Monday 3 March 2008

Flash Fistion: Frostbitten

Oh well, I didn't win the Flash Fiction Contest I entered the other day. I'm sure the winning entries were written by bastards very talented writers. ;)

Well here's my entry, and tell me what you think. Be kind, I wrote the whole thing in under 3 hours.

Frostbitten by Duncan R. MacMaster

A ray of sunlight slipped through the boarded up window and glinted off the edge of the metal spade that Jack had spent half the night filing into a razor's edge.

It was time.

Jack gave the spade another swipe with the file. It wasn't much of a weapon, but it should be enough.

Jack looked out the window. The sky was a dull battleship grey, the woods would have been a single black shape if it weren't for the dots of snow clinging to the branches, and the ground below was a solid thick blanket of white. Jack checked the thermometer; it was forty below zero outside. It was freezing out there, and that meant that it would be freezing too.

Jack dressed carefully, adding enough layers to fight off the cold, but not too much, he needed to be able to move freely out there, just in case. It had been unseasonably warm the night before, the sky was clear, and Jack and Haley were going to take advantage of it to see the meteor shower. Then it showed up, Jack could still hear the howling, Haley's scream, and the smell of blood still clung to his nostrils.

Jack ran; there was nothing he could do to save Haley. He had to save himself.

Jack pulled aside the old couch that served as a makeshift barricade and pushed open the front door. The snow was past his ankles, and his breath came out in little white puffs.

The snow crunched beneath his feet as he walked toward the tree-line, the sharpened spade in hand. He didn't want to do it, but he had to. The law was clear about what to do when you found one of them.

The blizzard came suddenly during the night while Jack was barring the doors and windows of the cabin. The icy wind roared in, burying Haley's final scream, as the snow buried everything else.

The snow around the half-concealed telescope was dotted with red. Jack took a deep breath and trudged on until he reached the tree-line.

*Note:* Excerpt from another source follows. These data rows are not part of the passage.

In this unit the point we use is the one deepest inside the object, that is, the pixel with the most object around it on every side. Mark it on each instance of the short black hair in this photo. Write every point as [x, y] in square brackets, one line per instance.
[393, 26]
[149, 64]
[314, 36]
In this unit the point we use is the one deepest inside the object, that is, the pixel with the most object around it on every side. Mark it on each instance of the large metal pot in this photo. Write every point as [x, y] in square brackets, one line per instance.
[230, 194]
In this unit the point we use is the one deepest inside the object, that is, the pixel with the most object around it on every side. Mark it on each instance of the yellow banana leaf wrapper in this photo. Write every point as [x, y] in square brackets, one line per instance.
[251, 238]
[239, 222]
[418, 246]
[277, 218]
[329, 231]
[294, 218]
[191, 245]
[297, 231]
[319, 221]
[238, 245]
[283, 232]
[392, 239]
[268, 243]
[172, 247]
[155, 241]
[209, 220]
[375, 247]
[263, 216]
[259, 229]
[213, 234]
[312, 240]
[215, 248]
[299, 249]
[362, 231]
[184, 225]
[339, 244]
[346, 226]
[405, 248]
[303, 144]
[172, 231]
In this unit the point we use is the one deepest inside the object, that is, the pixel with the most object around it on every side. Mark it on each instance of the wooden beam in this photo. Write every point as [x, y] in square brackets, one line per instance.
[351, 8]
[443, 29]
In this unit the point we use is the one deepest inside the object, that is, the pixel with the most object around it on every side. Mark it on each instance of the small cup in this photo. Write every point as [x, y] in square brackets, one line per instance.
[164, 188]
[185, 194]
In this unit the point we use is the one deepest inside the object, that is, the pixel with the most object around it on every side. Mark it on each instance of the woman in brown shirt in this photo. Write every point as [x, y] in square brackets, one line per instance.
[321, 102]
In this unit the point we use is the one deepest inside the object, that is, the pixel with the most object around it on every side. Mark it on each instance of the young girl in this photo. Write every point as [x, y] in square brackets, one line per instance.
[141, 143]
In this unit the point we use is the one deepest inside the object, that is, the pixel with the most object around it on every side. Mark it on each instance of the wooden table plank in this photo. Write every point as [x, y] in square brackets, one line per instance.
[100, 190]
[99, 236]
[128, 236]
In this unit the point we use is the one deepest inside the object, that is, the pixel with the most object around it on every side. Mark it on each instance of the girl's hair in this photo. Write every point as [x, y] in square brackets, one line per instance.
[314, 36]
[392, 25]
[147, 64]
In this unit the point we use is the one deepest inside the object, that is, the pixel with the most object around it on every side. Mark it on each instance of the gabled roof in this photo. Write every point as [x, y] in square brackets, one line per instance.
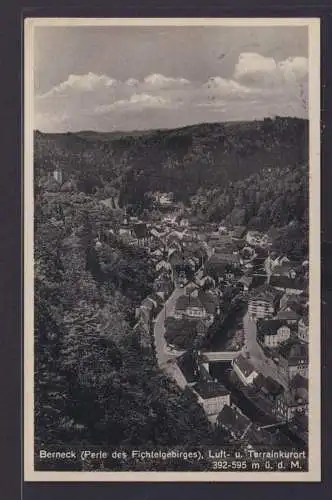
[188, 365]
[232, 418]
[224, 258]
[209, 301]
[141, 230]
[185, 301]
[287, 315]
[148, 303]
[285, 282]
[246, 280]
[269, 327]
[295, 352]
[265, 292]
[244, 365]
[209, 389]
[239, 231]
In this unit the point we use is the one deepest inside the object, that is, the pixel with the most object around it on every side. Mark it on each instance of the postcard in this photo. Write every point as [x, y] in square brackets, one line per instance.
[172, 249]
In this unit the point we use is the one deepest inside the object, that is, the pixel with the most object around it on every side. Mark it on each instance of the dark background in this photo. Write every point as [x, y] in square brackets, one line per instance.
[11, 470]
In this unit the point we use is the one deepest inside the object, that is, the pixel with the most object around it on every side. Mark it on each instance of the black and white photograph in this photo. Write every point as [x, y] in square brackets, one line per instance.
[172, 234]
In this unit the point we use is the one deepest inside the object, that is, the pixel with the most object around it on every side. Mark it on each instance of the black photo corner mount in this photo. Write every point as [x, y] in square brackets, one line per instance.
[11, 277]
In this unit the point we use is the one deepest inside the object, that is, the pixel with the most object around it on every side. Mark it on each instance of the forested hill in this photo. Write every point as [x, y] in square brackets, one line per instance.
[180, 160]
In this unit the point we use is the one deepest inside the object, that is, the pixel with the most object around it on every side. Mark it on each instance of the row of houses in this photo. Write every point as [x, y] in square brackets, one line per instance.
[270, 396]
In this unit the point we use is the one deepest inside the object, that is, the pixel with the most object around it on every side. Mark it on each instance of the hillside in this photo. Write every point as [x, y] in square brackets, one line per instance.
[180, 160]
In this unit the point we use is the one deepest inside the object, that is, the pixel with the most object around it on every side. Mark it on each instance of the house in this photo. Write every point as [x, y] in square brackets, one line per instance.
[286, 269]
[125, 230]
[188, 306]
[296, 303]
[293, 401]
[146, 311]
[244, 370]
[268, 388]
[254, 238]
[188, 364]
[288, 315]
[299, 425]
[303, 329]
[218, 263]
[57, 175]
[201, 306]
[272, 332]
[206, 282]
[262, 303]
[163, 285]
[246, 282]
[288, 285]
[238, 232]
[212, 395]
[184, 222]
[185, 333]
[233, 421]
[144, 335]
[163, 265]
[226, 248]
[293, 359]
[141, 233]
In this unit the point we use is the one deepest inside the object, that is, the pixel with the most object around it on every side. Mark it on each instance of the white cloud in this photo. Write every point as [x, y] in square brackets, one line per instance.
[225, 86]
[253, 68]
[161, 81]
[132, 82]
[83, 83]
[135, 101]
[257, 86]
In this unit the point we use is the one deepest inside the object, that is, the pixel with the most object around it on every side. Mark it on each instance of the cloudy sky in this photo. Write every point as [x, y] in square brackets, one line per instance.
[135, 77]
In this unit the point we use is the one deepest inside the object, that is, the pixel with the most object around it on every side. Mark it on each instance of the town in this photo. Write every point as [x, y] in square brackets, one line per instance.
[227, 320]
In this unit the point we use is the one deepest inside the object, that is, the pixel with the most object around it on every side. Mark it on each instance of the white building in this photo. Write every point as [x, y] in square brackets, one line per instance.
[244, 370]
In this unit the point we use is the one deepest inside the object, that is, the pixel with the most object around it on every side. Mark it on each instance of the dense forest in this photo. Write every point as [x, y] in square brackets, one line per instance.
[181, 160]
[90, 387]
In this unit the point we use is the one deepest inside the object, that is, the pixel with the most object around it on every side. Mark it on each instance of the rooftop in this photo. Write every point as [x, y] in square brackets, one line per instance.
[141, 230]
[269, 327]
[285, 282]
[244, 365]
[210, 389]
[231, 417]
[287, 315]
[294, 352]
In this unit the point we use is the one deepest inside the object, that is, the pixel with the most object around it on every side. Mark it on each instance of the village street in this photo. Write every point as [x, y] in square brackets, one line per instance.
[262, 363]
[163, 353]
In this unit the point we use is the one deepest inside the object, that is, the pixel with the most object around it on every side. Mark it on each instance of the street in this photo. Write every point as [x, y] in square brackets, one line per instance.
[162, 352]
[262, 363]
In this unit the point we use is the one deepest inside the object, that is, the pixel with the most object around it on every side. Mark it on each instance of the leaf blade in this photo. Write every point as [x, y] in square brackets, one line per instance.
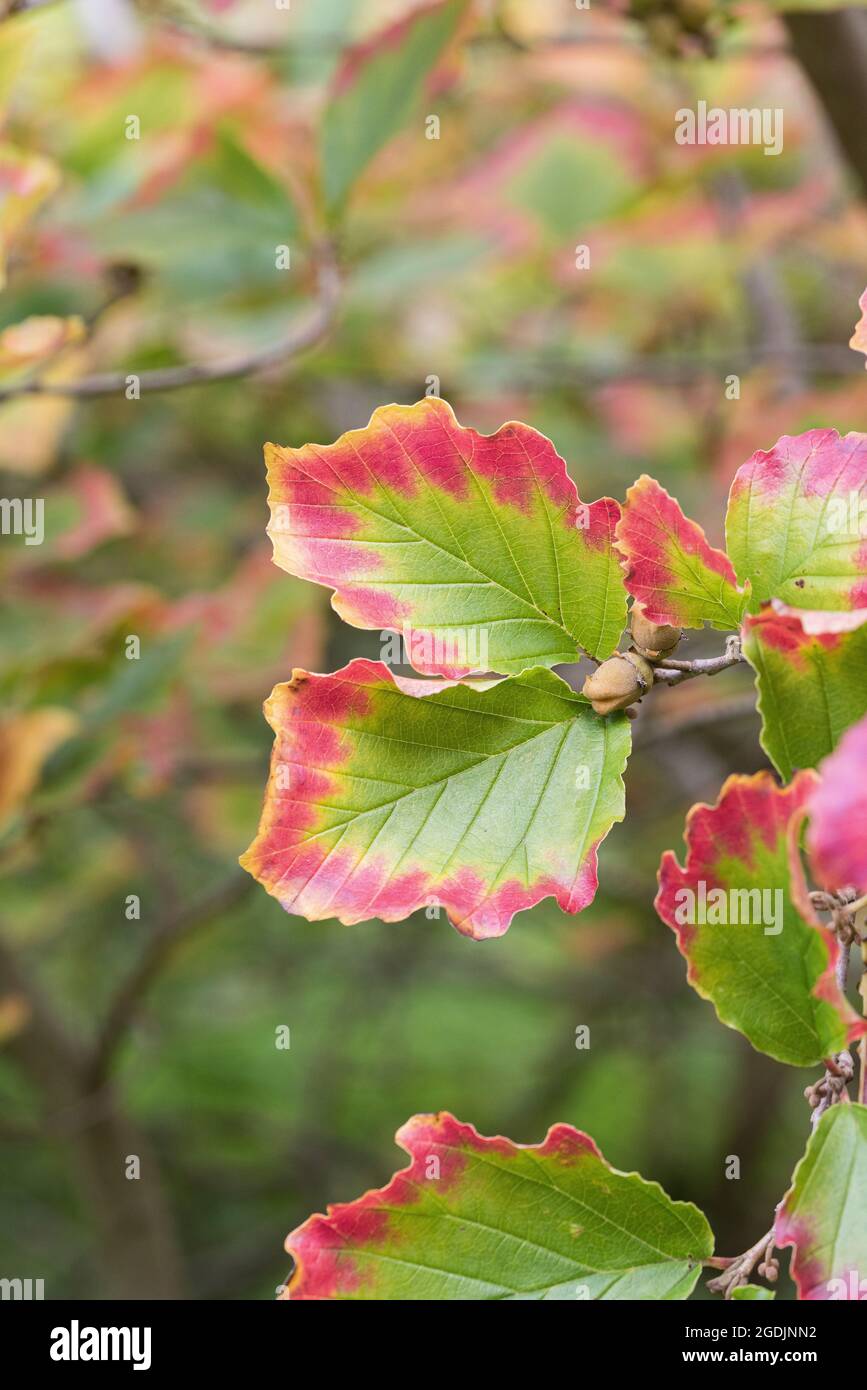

He smelled what was left of Haley before he saw that it was not much more than bones and shredded clothes, poking from beneath a mound of blood spattered snow. Jack's stomach clenched and he fought the urge to gag.

Then he heard it.

Jack turned and saw the thing crawling away on its distended belly. Congealed blood caked the thing's mouth, and it was breathing hard. It couldn't move well in the cold, and Jack could see in its black eyes that it knew what was coming.

"You're not so scary now," asked Jack as he raised the spade into the air, "aren't you?"

Then Jack brought down the spade with a hard satisfying crunch.